The Sin of the Golden Sheep

Aharon was commanded to bring a calf and a ram as sacrifices as part of the dedication service for the Mishkan. Rashi teaches that the calf was to display that Hashem had forgiven Aharon for his participation in the Golden Calf. While it is possible that the ram had nothing to do with this sin, it is interesting to note that it is grouped with the calf seemingly displaying some sort of connection between the two.

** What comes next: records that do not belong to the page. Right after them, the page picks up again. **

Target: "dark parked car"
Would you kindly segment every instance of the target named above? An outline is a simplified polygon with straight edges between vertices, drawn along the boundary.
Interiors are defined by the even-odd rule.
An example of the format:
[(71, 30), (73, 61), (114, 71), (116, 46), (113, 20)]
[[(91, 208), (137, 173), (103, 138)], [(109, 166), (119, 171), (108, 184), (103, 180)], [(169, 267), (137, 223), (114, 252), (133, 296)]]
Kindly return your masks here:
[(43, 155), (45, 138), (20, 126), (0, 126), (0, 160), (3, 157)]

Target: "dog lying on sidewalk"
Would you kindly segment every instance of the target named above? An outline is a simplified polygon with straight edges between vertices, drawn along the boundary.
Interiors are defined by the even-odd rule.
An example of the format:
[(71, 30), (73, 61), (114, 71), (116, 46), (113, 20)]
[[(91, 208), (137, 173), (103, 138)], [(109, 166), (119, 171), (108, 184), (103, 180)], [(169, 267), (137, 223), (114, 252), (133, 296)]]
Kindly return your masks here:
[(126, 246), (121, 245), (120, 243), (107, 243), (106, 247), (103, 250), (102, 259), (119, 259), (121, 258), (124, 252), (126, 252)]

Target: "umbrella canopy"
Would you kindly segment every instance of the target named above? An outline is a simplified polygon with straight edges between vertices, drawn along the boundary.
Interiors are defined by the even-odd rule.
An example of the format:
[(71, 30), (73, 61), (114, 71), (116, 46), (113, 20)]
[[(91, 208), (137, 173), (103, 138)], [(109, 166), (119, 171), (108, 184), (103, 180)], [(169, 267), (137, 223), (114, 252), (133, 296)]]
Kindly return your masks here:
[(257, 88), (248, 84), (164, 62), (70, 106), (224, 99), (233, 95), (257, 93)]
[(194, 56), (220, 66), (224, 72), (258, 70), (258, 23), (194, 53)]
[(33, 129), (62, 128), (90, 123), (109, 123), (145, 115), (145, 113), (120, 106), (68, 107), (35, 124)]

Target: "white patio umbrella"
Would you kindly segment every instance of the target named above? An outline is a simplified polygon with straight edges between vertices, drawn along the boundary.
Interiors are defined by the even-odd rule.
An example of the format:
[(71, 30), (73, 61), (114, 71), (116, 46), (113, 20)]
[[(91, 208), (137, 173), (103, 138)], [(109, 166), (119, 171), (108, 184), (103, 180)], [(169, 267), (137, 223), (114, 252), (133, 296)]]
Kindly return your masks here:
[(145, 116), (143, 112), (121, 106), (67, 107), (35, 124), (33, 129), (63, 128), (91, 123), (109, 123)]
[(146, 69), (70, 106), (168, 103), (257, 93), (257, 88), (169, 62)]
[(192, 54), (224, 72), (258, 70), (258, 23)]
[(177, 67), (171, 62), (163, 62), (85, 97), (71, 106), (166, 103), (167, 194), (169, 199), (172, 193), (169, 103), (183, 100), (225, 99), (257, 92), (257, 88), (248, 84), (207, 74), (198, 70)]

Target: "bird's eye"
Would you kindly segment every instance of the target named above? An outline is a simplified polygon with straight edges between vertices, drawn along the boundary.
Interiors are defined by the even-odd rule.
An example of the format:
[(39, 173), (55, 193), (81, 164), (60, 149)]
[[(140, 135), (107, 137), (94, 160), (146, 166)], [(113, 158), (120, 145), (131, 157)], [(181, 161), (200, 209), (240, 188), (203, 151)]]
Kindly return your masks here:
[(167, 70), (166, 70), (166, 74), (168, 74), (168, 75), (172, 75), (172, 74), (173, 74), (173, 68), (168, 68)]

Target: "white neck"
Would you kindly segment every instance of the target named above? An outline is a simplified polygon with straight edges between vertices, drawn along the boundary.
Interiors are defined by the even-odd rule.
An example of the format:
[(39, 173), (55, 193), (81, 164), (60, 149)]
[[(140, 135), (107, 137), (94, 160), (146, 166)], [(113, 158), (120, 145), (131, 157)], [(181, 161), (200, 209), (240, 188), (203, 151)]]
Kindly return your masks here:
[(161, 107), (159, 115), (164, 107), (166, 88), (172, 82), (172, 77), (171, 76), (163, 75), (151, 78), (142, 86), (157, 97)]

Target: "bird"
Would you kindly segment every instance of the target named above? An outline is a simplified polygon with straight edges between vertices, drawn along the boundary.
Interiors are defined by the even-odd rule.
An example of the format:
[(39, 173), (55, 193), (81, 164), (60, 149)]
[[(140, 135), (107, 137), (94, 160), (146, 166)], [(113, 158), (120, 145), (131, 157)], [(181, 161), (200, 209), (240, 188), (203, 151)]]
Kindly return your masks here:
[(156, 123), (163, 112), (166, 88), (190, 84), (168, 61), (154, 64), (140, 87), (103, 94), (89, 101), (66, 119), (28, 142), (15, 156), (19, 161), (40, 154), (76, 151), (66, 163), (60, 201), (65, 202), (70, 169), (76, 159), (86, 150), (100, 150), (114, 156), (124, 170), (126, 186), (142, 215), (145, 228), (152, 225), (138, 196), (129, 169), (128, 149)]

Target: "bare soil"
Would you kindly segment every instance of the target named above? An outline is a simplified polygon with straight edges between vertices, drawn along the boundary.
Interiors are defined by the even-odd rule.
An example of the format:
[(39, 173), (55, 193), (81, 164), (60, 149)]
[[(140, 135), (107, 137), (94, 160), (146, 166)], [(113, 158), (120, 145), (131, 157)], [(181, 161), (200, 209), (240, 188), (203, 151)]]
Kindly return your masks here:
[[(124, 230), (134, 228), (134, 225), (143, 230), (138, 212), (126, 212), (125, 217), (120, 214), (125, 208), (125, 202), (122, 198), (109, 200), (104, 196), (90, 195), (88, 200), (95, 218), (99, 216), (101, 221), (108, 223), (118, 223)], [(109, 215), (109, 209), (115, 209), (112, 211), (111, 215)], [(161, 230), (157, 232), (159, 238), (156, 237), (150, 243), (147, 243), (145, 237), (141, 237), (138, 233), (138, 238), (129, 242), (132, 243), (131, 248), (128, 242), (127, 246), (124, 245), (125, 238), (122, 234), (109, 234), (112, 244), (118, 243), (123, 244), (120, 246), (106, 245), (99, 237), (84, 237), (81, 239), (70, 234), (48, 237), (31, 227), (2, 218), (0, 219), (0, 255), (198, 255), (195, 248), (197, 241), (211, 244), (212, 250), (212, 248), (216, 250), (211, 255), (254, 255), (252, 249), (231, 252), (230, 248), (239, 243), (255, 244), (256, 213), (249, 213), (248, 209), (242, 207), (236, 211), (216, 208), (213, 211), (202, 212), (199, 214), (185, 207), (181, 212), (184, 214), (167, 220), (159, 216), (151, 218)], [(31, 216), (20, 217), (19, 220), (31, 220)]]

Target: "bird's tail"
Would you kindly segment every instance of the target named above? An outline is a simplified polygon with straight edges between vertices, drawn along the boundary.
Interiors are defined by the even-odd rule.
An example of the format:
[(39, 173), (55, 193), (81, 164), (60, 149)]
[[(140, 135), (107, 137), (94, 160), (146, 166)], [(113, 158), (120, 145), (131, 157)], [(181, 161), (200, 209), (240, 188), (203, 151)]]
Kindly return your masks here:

Perhaps, the ram also displayed some element of the Golden Calf and it too was a display of Hashem's forgiveness and compassion. The Rema, in his Toras HaOlah, teaches that part of what Klal Yisrael were trying to do with the Golden Calf was to tap into the astrological forces symbolized in T'leh, the Ram, and Shor, the Ox. These two signs are those of Nisan and Iyar and historically these items have been worshiped or used for worshiping others. The reason, says the Rema, is that the spring is a time when growth and development occurs and, as such, displays the idea of bracha occurring. Naturally people want to "tap into" this concept and unfortunately served items that they felt displayed the concepts of spring.

The Rema continues to state that Klal Yisrael wanted to capture the essence of both of these signs so they took a calf. The calf is a young Shor and thus displays the qualities of that mazal, and while it is young and fragile is also reminiscent of a small sheep. So, in addition to Shor, T'leh was also represented in that famous sin. Perhaps, the ram that Aharon offered was also displaying this other element of that very sin of the Golden Calf. In addition to the calf of Shor, he also had a ram which is symbolic of T'leh.